Critiques Cinéma

MR NOBODY (Critique)

SYNOPSIS: Un enfant sur le quai d’une gare. Le train va partir. Doit-il monter avec sa mère ou rester avec son père ? Une multitude de vies possibles découlent de ce choix. Tant qu’il n’a pas choisi, tout reste possible. Toutes les vies méritent d’être vécues.

La structure narrative dites ‘classique’ d’un film est par essence linéaire et est articulée par les personnages qui régissent l’histoire et par les décisions qu’ils prennent pour faire évoluer l’intrigue. Par définition, un film répondant à ces attributs se déroule d’un point A donné (la situation initiale) à un point B (le climax et la conclusion). Exemple : Luke Skywalker est à l’origine un fermier élevé par son oncle et sa tante sur la planète Tatooine (point A) avant qu’il ne soit rattrapé par son destin qui l’amènera à devenir une figure de proue de la Rébellion contre l’Empire et à affronter son propre père (point B). Le schéma classique est la structure la plus exploitée aujourd’hui car elle est celle la plus évidente et la plus limpide pour raconter une histoire en la déroulant simplement. Mais au centre de tout ça se trouve le metteur en scène belge Jaco Van Dormael. Jaco Van Dormael ne voit pas les choses comme le commun des scénaristes, et Jaco Van Dormael peaufine pendant 7 ans le script de son prochain film qui fera suite à ses réussites entreprises avec Toto le Héros et Le Huitième Jour. Débarque alors en 2010 un objet filmique rarissime aux extrémités particulièrement intrigantes qui renverse la structure classique bien connue de tous en la disséquant pour l’étudier sous toutes ses coutures. En 2010, avec son Mr Nobody, Jaco Van Dormael a peut-être fait le Film des films. Si l’on peut vous conseiller une chose à l’approche d’un futur visionnage de Mr Nobody, c’est d’en lire le moins possible concernant sa trame tant les synopsis délivrés par ce merveilleux outil qu’est Internet ont tendance à dévoiler les principales bascules narratives de l’ensemble. Cependant, pour présenter en toute sobriété et en apparence le projet, on peut résumer le film comme un gigantesque labyrinthe où l’on explore avec précision et vivacité toutes les vies potentielles d’un jeune garçon de 9 ans, en suivant toutes les possibilités nées de plusieurs choix qu’il sera amené à faire. Ce Nemo Nobody (littéralement « Personne Personne ») nous emmène alors dans un voyage profond et philosophique à travers la vie, l’univers, le Temps et le cinéma sous toutes ses facettes.
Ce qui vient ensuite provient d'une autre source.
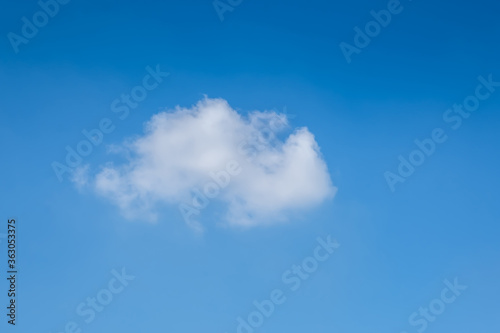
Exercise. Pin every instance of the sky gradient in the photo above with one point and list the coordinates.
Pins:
(397, 246)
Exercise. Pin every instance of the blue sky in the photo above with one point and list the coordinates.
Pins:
(396, 247)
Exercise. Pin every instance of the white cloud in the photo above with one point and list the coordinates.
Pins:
(182, 147)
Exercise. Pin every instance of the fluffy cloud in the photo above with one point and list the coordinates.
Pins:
(192, 156)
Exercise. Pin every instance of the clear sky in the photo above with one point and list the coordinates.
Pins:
(402, 234)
Par sa déconstruction apparente qui morcèle son récit dans une espèce de chaos ordonné où chaque existence trouve sa place, Mr Nobody dresse dès son introduction un mystère total quant au déroulement des évènements. Tout au long du film, Van Dormael va s’amuser à sauter d’une vie (d’une timeline) à une autre, projetant son spectateur au sein d’un immense patchwork enchaînant par à-coups des séquences différentes à de multiples instants de chaque branche pour pouvoir développer son univers qui restera – du début à la fin – centré sur Nemo. Jamais un personnage n’aura autant été le cœur d’un récit, en étant à la fois la cause, la victime et le témoin d’un déroulé aussi chaotique que logiquement structuré à l’extrême. Par cet équilibre dans la bascule qui joue avec les contradictions les plus aiguisées, le film procède à une multiplication hallucinante et complexe des repères et des différentes sous-intrigues avec une aisance si évidente qu’on est baladé dans un confort absolu à travers cet espace-temps intimiste. Par son onirisme et son sens démesuré des trouvailles esthétiques avec lesquels il drape son film, Van Dormael construit une mythologie propre, régie par ses règles intérieures, et qui impressionne de complexité et de limpidité. Ses personnages secondaires, devenant en quelques secondes des figures mythologiques iconographiques, représentent tous à leur façon et par leur habile écriture des symboles au sein de cette toile de fond gargantuesque qui n’omet aucun microscopique détail pouvant nourrir ne serait-ce qu’un peu la diégèse de son récit. C’est ainsi qu’avec une très grande habileté, Mr Nobody se montre par son exécution comme une œuvre d’une singularité rare prenant à revers les codes habituels de la narration pour lui-même devenir une œuvre-somme de tout un tas de sous-intrigues tout droit tirées de films différents, composant ensemble un univers à part entière empreint de sensibilité, de philosophie, de spiritualité et de pensées scientifiques. Car là où le film frappe véritablement, ce n’est pas par son aspect  » assemblage  » qui lui donne cette apparence si particulière ni par son approche plastique magistrale d’exécution et de subtilité, mais bien par les concordances méta qu’il trouve avec tout un pan entier de la production cinématographique. Car Mr Nobody n’est rien de moins qu’une métaphore de l’écriture d’un film.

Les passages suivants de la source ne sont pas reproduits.